Are Flying Taxis Becoming a Reality?

Flying taxis
Source: jobyaviation

Flying taxis appear to be a step closer to becoming a reality.

US air regulators published rules on Monday to formally add the machines, which combine helicopter and plane characteristics, to the list of regulated aircraft. The update is required before companies can offer flights to customers.

The move comes as companies increase their investments in new technology, which is billed as the future mode of transportation. As major airlines place orders and investors bet on a new crop of start-ups. And money has been pouring into the sector.

The new aircraft, also known as an electric vertical takeoff and landing (eVTOL) aircraft, can take off and land without requiring a runway and can travel long distances like a plane. They also use electric motors, which reduce noise and pollution when compared to conventional planes.

It is suggested that they could help reduce traffic congestion in congested cities without being expensive for customers. They have also proposed a means of transporting cargo.

In Europe, the industry hopes to have flying taxis operational in time for the 2024 Olympics in Paris.
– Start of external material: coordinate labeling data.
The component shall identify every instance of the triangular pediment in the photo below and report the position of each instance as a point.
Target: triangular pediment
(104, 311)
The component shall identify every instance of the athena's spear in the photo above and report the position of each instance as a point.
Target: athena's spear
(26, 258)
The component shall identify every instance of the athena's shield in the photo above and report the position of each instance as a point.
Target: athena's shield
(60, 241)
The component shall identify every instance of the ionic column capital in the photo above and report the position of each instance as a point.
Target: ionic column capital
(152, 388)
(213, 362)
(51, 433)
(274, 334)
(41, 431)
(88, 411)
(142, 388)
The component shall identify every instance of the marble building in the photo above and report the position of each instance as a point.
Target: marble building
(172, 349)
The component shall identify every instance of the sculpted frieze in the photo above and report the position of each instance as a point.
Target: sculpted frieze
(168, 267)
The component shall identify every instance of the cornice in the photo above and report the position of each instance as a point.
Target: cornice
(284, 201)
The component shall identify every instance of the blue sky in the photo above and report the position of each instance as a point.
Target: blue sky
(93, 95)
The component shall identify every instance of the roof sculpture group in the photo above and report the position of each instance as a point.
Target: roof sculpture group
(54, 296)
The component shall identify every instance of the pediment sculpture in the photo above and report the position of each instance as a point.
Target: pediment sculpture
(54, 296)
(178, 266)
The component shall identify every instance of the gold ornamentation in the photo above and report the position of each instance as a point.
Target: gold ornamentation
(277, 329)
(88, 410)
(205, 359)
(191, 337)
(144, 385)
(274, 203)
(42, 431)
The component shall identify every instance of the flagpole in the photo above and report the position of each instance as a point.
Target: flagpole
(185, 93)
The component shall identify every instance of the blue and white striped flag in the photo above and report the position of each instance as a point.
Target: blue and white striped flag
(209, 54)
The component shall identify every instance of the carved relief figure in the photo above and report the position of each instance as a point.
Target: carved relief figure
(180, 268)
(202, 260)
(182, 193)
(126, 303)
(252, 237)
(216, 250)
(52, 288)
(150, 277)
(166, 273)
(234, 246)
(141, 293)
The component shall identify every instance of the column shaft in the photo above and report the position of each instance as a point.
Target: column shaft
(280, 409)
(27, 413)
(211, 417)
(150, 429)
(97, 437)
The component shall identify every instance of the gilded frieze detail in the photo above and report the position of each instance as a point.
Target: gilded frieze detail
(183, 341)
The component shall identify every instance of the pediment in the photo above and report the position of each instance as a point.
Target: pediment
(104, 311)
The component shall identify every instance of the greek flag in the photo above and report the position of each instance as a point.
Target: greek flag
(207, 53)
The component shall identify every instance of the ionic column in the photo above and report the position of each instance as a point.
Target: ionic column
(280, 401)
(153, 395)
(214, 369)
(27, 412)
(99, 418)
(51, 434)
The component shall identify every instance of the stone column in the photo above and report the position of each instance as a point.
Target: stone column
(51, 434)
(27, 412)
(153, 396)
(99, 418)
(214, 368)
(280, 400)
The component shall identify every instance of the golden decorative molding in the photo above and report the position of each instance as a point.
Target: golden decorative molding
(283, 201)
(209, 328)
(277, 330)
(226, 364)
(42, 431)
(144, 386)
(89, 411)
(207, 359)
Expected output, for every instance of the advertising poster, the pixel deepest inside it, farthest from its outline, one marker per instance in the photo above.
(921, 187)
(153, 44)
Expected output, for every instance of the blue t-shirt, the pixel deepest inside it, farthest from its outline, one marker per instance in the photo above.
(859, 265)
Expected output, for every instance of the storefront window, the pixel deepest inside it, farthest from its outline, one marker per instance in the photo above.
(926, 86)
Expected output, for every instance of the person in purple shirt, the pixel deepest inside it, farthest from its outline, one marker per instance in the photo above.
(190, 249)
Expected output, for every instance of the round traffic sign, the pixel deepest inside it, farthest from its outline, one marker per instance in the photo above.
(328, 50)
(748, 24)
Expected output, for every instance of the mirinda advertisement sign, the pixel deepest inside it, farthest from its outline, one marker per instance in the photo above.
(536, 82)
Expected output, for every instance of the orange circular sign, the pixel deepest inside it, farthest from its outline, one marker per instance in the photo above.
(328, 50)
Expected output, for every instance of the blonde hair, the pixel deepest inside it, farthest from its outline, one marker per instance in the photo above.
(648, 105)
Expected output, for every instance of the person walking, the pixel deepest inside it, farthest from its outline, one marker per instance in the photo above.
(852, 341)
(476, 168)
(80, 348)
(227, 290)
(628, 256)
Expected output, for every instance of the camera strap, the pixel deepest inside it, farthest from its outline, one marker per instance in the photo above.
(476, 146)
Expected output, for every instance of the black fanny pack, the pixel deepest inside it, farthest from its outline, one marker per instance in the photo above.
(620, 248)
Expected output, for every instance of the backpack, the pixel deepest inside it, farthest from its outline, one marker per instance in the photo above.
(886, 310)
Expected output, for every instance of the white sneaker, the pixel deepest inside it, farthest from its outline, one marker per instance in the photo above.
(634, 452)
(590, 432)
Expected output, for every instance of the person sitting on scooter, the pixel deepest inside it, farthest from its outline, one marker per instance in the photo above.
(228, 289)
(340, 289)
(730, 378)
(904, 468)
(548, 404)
The Federal Aviation Administration (FAA), which has faced industry pressure to clarify flight rules, announced on Monday that it was proposing to broaden its definition of air carriers beyond airplanes and helicopters, adding “powered lift” to the list.

The agency also stated that it expects to publish proposed rules for flying such aircraft in the summer of 2023. These rules will detail the criteria that companies must meet in order to obtain pilot licenses and begin operations.

Positive Progress in The Field of Flying Car

Most analysts in the United States do not expect flying taxis to take off until at least 2024 or 2025. Owing to the ongoing debate over how to regulate the new machines. And which will encounter both local and national regulatory issues.

Despite the uncertain timeline, United Airlines and Delta are among the major corporations that have recently committed millions of dollars to the concept. Hundreds of companies are competing for a piece of the action around the world.

According to Robin Riedel, co-leader of the firm’s Center for Future Mobility, are likely to fail. Also citing the technical challenges they face. As well as the task of gaining public trust and lowering costs sufficiently to make flying taxis more widely affordable.

He anticipates that such travel will be limited to a few cities and routes until after 2030. And primarily for ultra-wealthy or business passengers.


Q: Would flying cars soon be a reality?

A: In reality, mass-production flying cars are probably still a few years (if not a decade) away. But much of that delay is due to logistics, regulations, red tape, oil interests, and automotive lobbyists. And a slew of other factors, but the technology is there.

Q: What is the problem with flying cars?

A: Flying cars would require more or larger batteries for longer journeys. The issue is that as more batteries are added, the aircraft becomes heavier, necessitating the addition of more batteries.

Q: What country is using flying cars?

A: AirCar is a car that can transform into an aircraft and fly through the sky. According to AirCar, a flying car inventor company based in Nitra, Slovakia, the futuristic craft is approved by the Slovak Transport Authority.